Stijlbescherming

De stijl waarin werken worden gemaakt kan als zodanig niet worden beschermd. Ten aanzien van het auteursrecht is dit bepaald in het arrest Decaux/Mediamax (HR 29 december 1995, NJ 1996/546). In het arrest Broeren/Duijsens is dit bevestigd en is aan dit leerstuk toegevoegd dat bescherming tegen verwarringwekkende stijlnabootsing op grond ven de onrechtmatige daad in principe ook niet mogelijk is:
“Volgens vaste rechtspraak van de Hoge Raad brengt het gebruik van hetzelfde materiaal, het bewerken daarvan volgens dezelfde, een bepaald artistiek effect opleverende methode, of het volgen van dezelfde stijl, nog niet mee dat sprake is van nabootsing van een werk als bedoeld in art. 13 Aw (HR 28 juni 1946, NJ 1946/712 [ Van Gelder/ Van Rijn], vgl. voorts HR 29 december 1995, LJN ZC1942, NJ 1996/546 [Decaux/Mediamax]). De Auteurswet geeft geen exclusief recht aan degene die volgens een – hem kenmerkende – stijl werkt. Aan deze rechtspraak ligt de gedachte ten grondslag dat de auteursrechtelijke bescherming van abstracties als stijlkenmerken een ontoelaatbare beperking van de vrijheid van creatie van de maker zou meebrengen, en aldus een rem op culturele ontwikkelingen zou vormen” (ov. 3.5).
“Tegen deze achtergrond dient te worden geoordeeld dat het recht geen ruimte laat voor aanvullende bescherming van de maker van een werk op grond van art. 6:162 BW tegen zogenoemde slaafse nabootsing van een stijl of van stijlkenmerken.
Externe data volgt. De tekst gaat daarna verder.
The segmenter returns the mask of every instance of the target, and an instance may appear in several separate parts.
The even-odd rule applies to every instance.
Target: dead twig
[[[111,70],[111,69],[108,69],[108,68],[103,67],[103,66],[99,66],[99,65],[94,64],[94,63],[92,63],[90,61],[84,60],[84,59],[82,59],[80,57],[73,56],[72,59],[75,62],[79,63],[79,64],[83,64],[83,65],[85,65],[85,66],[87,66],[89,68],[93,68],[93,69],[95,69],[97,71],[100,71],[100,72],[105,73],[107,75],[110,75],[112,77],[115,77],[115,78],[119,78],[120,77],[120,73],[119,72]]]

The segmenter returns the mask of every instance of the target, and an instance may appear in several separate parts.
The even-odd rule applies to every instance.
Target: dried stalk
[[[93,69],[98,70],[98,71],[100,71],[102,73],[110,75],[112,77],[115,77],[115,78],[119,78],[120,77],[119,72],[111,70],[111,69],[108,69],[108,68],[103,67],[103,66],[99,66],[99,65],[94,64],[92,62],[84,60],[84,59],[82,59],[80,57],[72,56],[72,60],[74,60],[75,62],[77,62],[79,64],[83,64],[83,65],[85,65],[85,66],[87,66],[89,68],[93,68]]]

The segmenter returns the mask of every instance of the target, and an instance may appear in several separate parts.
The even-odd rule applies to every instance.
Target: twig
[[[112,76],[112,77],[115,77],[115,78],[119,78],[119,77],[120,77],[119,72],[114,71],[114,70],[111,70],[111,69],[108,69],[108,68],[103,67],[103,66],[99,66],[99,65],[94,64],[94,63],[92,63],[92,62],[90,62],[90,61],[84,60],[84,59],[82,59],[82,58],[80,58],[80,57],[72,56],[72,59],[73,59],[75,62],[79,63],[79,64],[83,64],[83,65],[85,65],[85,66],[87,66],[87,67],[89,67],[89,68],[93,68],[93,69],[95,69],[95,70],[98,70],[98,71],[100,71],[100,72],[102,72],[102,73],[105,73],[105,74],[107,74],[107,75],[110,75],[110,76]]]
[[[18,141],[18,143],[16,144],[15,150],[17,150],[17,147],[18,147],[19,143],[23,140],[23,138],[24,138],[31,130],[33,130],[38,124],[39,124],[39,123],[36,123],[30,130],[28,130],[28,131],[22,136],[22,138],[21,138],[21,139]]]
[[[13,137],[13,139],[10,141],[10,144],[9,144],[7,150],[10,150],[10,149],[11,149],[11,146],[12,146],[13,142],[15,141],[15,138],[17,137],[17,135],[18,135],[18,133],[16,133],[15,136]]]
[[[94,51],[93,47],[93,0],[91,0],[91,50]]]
Een ander oordeel zou meebrengen dat langs die weg alsnog het resultaat zou worden bereikt dat de hiervoor in 3.5 vermelde rechtspraak beoogt te voorkomen (ov. 3.6)”.
“Het vorenstaande sluit niet uit dat slaafse nabootsing van een stijl of van stijlkenmerken onder bijkomende omstandigheden onrechtmatig kan zijn, maar daartoe is niet toereikend dat die nabootsing nodeloos is en bij het publiek verwarring wekt” (ov. 3.6).